对数据传输作业故障进行故障诊断
如果数据传输作业执行失败,那么需要传输作业正在传输的文件的作业将被 LSF终止。
使用 bjobs -l 命令可查看有关作业的以下信息:
- 作业退出,代码为 125。
- TERM_DATA 作业出口原因。
- 发布到作业的外部消息。
例如,针对作业 126 的数据登台传输作业失败,该作业已提交数据需求:
bjobs -l 126
Job <126>, User <user1>, Project <default>, Status <EXIT>, Queue <normal>, Comm
and <my_data_job.sh>
Wed Sep 3 14:33:12: Submitted from host <hostA>, CWD </scratch/dev4/user1/wo
rkspace/datajobs>, Data Requirement Requested;
Wed Sep 3 14:33:26: Exited with exit code 125.

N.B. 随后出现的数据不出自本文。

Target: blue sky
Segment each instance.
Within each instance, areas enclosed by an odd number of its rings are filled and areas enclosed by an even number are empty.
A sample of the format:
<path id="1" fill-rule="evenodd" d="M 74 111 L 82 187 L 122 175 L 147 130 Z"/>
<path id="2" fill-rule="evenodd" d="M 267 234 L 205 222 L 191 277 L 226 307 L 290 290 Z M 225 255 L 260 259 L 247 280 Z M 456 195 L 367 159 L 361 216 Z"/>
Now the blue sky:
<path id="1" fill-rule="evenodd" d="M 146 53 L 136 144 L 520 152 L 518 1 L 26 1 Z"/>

Wed Sep 3 14:33:26: Completed <exit>; TERM_DATA: job killed by LSF due to fail
ed data staging.
SCHEDULING PARAMETERS:
r15s r1m r15m ut pg io ls it tmp swp mem
loadSched - - - - - - - - - - -
loadStop - - - - - - - - - - -
EXTERNAL MESSAGES:
MSG_ID FROM POST_TIME MESSAGE ATTACHMENT
0 root Sep 3 14:33 Staging failed for <hostA:/home/u N
RESOURCE REQUIREMENT DETAILS:
Combined: select[type == local] order[r15s:pg]
Effective: -
由于 bjobs -l 命令仅显示外部消息的第一行,因此请使用 bread 命令来读取完整的外部消息:
bread 126
JOBID MSG_ID FROM POST_TIME DESCRIPTION
126 0 root Sep 3 14:33 Staging failed for <hostA:/home
/user1/data2> : transfer job <127
@dq9.1.2> through </home/user1/my
scp> exited; TERM_OWNER: job kill
ed by owner.